Washington Wit & Wisdom

Business Unusual

While the Administration's proposed FY 2009 budget package on Medicare and oxygen payment were appropriately dismissed on Capitol Hill, that is not an

While the Administration's proposed FY 2009 budget package on Medicare and oxygen payment were appropriately dismissed on Capitol Hill, that is not an indication that Congress will leave the home oxygen benefit alone this year, or next.

2008 is the second year of a two-year session of Congress. Last year's House Medicare bill was passed in August as part of the Children's Health and Medicare Protection Act, or CHAMP, bill. So the ball is now in the Senate's court to put together its Medicare package. Again, the desire to stave off a physician payment cut, now scheduled to take effect July 1, 2008, is the key driver behind Congress' desire to pass some kind of Medicare package this year.

Later this spring, the Senate Finance Committee will likely go through the normal process of “marking up” a Medicare bill at the committee level. This is when committee Chairman Max Baucus will publicly announce the Medicare package he wishes to move through the Senate.

The committee mark-up provides both Democratic and Republican committee members a chance to modify that package and report it out of committee before consideration on the full Senate floor later.

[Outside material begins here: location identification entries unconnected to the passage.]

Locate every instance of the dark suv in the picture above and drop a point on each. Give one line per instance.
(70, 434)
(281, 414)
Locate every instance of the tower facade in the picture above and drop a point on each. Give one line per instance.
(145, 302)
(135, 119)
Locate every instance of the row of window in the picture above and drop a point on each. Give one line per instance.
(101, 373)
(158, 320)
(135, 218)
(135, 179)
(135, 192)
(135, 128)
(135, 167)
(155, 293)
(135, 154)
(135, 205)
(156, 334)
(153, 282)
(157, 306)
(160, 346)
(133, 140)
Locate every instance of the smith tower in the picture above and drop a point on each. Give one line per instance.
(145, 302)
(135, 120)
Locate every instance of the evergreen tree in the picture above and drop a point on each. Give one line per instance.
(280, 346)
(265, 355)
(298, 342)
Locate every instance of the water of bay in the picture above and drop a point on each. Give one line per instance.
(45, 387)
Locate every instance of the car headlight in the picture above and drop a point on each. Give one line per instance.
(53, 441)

The situation this year presents a series of entirely new dynamics. First, we have a good understanding of the details of the oxygen provision that the Senate Finance Committee will likely include in its package, or “chairman's mark.” Second, and most important, we have CMS' implementation of the competitive bidding program.

The Senate Finance Committee spent considerable time in the fall developing a package internally to address its issues with the current payment system for home oxygen therapy. The issues are the same as those highlighted in the HHS Office of Inspector General's September 2006 report, which examined the acquisition cost of home oxygen concentrators.

The sound bite that has resonated on Capitol Hill — and that continues today — is that the Medicare program pays $200 for 36 months and how that total amount compares to the simple acquisition cost of a concentrator.

We are intimately familiar with the fundamental flaw of relying only on concentrator acquisition cost as a way to measure the appropriateness of the current level of Medicare payment. At the same time, some on Capitol Hill have begun to understand how payment for stationary equipment subsidizes the costs of providing ambulatory equipment and services.